Tuesday, 5 December 2017

The Profumo scandal

John Profumo MP
Newspapers are reporting the death of Christine Keeler who hit the headlines in 1963 as the woman at the heart of the Profumo scandal.

John Profumo (1915-2006) was the Secretary of State for War in the Conservative government of Harold Macmillan.  It is interesting to recall, in passing, that he was married to Valerie Hobson, an actress who was born in Larne.

Christine Keeler
The scandal erupted in 1963 when it was revealed in newspapers that he had been in a relationship with Christine Keeler, who was just nineteen and a would-be model.  

Interest in the story increased when it emerged that Keeler had also been in a sexual relationship with a Soviet naval attache. 

The story also involved Peter Rachman, a notorious property owner, an osteopath named Stephen Ward, and a Soviet double-agent.  This was the era of the Cold War and there was widespread concern about the intentions of Russia and about Soviet spies. 

In the end the Profumo scandal helped to bring down the Conservative government.

There are three interesting themes running through this story.

(1) Sometimes today when we hear about sexual scandals involving prominent individuals, especially in politics, we might be tempted to think that this did not happen years ago.  However that is not true.  There was plenty of wrongdoing years ago and Profumo was only one of many public figures who lived a hedonistic private life.
Lord Boothby and Ronnie Kray

(2) Although these things happened, they were not so widely reported and even the most extreme cases received little public attention.  Lord Boothby, for example, was a hedonistic bisexual who had an affair with the wife of Harold Macmillan and socialised with the Kray twins, who were violent criminals..  However much of this went unreported because the press and the BBC were generally deferential towards those in authority.  Indeed Boothby was one of the BBC's favourite Conservative politicians.

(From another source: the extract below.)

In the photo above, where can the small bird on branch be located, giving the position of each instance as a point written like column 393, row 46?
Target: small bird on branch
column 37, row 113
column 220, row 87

(3) Throughout the Cold War, which ran from 1947 to 1981, the peoples of Britain, Western Europe and America, were deeply concerned about Russia and the threat from Communism.  It was the involvement of a Soviet naval attache that took the Profumo scandal to a higher level.  When we look back at political events in the 1950s and 1960s we need to remember how much this impacted on public opinion.